As the aforementioned scenario suggests, it is easy to fall into the categories which, the guidance asserts, mean there is a higher likelihood of prosecution, without being a ‘bad protestor’ intent on violence and chaos.
Keir Starmer asserted this morning on the Today programme that the new guidelines would help to distinguish between those caught up in the heat of the moment, and those who were there to cause violence and disorder. I would contend that there is a very, very fine line between those two entities in terms of potential prosecutions and that releasing guidelines to try and distinguish between those is an exercise in futility. Furthermore, these guidelines don’t actually provide any stable basis for distinguishing between protestors there with legitimate cause and those intent on trouble, other than what common sense would already have prescribed. If anything, they open up prosecutions on the basis of face coverings and being in possession of a weapon (a placard, a banner, a mobile phone?) at the time of the offence which is a disturbing and dangerous route to take in terms of protecting the right to protest in this country.

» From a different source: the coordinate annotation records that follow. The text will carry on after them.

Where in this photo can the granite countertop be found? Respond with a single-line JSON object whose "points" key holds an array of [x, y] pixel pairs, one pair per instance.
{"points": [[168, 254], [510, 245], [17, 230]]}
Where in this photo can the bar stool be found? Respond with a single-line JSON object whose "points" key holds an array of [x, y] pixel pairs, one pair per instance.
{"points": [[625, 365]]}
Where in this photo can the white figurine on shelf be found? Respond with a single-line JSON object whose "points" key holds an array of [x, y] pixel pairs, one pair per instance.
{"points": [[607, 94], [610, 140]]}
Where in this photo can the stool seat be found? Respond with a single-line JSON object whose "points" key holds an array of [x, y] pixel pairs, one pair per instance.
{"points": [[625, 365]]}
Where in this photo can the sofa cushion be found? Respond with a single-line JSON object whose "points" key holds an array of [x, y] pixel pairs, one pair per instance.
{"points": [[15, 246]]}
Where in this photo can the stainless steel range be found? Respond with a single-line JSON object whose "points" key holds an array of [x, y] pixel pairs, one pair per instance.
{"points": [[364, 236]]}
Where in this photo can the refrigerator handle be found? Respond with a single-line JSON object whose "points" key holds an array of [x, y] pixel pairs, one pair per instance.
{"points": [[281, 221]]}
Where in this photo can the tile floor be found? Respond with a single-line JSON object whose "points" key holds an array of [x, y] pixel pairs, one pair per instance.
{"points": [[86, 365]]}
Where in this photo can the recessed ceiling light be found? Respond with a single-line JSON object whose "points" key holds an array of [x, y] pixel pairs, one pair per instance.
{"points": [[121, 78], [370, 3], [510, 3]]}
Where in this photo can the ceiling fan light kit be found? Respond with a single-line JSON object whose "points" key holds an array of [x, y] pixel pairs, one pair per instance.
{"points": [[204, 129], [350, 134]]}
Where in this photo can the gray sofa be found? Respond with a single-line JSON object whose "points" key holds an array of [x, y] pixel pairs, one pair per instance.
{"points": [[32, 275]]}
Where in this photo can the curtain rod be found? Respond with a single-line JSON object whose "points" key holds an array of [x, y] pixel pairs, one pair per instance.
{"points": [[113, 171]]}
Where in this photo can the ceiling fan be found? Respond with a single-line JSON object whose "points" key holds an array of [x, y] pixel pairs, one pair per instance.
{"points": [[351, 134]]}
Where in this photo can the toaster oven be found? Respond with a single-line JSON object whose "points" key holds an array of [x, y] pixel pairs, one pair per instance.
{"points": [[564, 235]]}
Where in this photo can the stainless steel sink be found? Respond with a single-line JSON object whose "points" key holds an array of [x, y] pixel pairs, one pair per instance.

Starmer’s guidelines have the look and feel of a bull in a china shop. The heavy handed, one size fits all guidelines miss the subtle nuances of the issue and, as always, fail to take a holistic view of the situation.
Large scale protests that do not cause disruption to people and businesses in some way are non-existent, as are protests devoid of all potential weapons. When the police choose to kettle people for nine hours in the middle of winter, it is not violent intent that prompts mass covering of faces, but rather the bitter cold.
It would seem that, rather than providing for the appropriate separation of potential defendants on the basis of the context in which the offence was committed, these guidelines actually provide a framework for the more industrious and diligent prosecutors to bring unnecessary prosecutions for participating in a protest and could be construed as a direct threat to protest in this country.
Disclaimer: The ‘anecdotal recollections’ of the student protests from the 9th December 2010 may be hyperbolic and/ or fictional and should in no way form the basis for any potential criminal or other liability on the part of the author but instead should be viewed as an explanatory resource for the purpose of furthering an argument. I’m too poor to pay your fines.